Neues Gesprächsangebot eingegangen

Die Dekanatsrätinnen und -räte begrüßten die klaren Aussagen zur Öffnung des Zölibats und zur Öffnung des Zugangs für Frauen in der Kirche zu Diensten und Ämtern aufgrund ihrer gleichen Würde. Sie unterstützen ebenso die basisorientierte Mitwirkung bei der Bischofswahl, die mit der voraussichtlichen Pensionierung von Bischof Dr. Gebhard Fürst Ende 2023 in der Diözese dann hoffentlich auch schon umgesetzt werde.

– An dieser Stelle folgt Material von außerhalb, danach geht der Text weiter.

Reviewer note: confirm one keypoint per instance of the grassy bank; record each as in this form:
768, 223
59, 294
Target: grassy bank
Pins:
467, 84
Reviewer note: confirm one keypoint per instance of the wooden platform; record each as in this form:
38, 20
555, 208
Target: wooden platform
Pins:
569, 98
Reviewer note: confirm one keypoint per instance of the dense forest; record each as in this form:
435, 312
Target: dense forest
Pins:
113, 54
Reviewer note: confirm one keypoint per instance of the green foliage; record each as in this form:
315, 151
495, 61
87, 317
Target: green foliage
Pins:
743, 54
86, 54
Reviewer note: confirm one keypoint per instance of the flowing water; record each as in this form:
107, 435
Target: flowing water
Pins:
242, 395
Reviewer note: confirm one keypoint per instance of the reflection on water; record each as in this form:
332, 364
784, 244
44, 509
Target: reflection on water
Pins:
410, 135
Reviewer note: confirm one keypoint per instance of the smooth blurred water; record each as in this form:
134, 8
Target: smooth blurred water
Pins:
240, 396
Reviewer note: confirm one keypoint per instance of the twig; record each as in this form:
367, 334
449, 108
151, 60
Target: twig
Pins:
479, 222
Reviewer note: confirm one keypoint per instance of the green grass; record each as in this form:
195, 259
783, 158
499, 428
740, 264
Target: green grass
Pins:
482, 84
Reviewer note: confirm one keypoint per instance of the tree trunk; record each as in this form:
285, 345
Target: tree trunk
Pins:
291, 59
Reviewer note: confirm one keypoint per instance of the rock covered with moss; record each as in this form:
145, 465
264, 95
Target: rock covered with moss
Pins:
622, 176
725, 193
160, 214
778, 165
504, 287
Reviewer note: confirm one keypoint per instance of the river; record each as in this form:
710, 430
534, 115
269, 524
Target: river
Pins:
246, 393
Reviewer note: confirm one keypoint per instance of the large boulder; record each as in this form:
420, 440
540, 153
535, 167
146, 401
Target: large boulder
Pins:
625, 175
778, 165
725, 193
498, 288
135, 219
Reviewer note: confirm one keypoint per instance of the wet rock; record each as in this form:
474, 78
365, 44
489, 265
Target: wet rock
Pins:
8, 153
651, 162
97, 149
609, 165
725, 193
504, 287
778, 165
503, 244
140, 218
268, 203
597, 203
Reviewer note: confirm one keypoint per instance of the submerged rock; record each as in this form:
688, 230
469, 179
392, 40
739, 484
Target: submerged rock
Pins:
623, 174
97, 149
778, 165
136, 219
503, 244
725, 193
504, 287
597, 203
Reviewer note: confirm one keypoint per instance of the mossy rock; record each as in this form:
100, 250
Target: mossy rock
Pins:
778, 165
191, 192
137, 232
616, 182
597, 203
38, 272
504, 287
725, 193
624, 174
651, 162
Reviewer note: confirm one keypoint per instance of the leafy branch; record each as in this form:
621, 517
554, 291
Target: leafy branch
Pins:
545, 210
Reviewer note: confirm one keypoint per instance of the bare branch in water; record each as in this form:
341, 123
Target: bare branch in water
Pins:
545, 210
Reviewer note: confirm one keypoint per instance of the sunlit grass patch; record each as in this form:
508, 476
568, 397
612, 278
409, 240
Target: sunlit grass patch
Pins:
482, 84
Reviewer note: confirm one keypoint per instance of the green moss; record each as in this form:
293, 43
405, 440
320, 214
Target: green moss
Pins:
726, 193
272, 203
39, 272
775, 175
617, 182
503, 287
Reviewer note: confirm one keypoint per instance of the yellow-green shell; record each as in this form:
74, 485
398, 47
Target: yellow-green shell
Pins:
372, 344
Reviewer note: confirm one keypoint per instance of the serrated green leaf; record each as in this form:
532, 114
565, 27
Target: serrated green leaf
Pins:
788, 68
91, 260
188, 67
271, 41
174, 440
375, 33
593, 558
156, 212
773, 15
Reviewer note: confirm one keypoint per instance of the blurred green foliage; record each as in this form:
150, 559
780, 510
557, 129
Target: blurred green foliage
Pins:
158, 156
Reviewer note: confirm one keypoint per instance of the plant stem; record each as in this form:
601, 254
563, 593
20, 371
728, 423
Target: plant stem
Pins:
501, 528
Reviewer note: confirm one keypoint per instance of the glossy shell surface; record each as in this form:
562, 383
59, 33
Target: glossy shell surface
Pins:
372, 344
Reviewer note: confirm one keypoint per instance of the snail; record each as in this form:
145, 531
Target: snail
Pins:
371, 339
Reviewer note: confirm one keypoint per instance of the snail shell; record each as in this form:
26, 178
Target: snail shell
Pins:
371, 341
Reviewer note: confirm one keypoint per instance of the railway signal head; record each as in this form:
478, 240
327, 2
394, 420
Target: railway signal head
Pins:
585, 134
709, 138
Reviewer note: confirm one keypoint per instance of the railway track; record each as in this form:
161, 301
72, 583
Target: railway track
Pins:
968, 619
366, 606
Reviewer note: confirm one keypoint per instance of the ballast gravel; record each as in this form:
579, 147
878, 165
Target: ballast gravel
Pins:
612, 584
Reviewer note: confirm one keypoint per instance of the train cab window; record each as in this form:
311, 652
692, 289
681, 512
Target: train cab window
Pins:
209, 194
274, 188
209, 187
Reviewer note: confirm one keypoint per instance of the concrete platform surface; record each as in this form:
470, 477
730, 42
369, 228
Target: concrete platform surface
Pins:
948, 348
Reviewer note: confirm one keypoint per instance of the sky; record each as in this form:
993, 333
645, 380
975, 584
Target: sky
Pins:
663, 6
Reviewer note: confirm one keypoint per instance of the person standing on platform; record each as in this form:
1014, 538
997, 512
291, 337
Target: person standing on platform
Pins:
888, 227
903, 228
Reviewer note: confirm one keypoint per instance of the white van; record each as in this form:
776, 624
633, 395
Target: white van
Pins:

Nicht zuletzt müsse das kirchliche Arbeitsrecht so gestaltet werden, dass es nicht-heterosexuell orientierten Menschen eine gleichberechtigte Teilhabe am Dienst in der Kirche ermöglicht. Hier würden die engagierten Vertreterinnen und Vertreter des Dekanatsrats nun allen Mut zusammennehmen und von Bischof und den Verantwortlichen im Bischöflichen Ordinariat umgehende, zeitnahe und vor allem tatkräftige Entscheidungen einfordern, vor allem in der Frage der Einsetzung einer Frau als Dekanatsbeauftragte, quasi als „Dekanin“. „Hoffnungsvoll stimmt hierzu, dass überraschenderweise gerade in diesen Tagen ein neues Gesprächsangebot seitens der Diözesanleitung zu diesem Thema im Dekanatsamt eingegangen ist“, berichtete Dekanatsreferent Clemens Dietz dem Plenum.

Mut und Tatkraft

Der Dekanatsrat unterstütze diesen Willen und die konkreten Wege zur Umsetzung der jüngsten Beschlüsse der Frankfurter Synodalversammlung. Die Delegierten seien sich aber auch im Klaren darüber, dass nicht alle Kirchengemeindemitglieder im Dekanat so entschieden und offen über die derzeitigen Herausforderungen und Notwendigkeiten der katholischen Kirche denken. Aber es seien erste, gemeinsame Schritte und „Mut-Versuche“, den desaströsen Zustand der katholischen Kirche mit einer vertrauensvollen und glaubwürdigen Haltung persönlich und in den Kirchengemeinden vor Ort zu verändern. Und so mit „Hoffnung und Überzeugung, dass Kirche sich bewegt“, tatkräftig mitzuwirken, heißt es in der Mitteilung.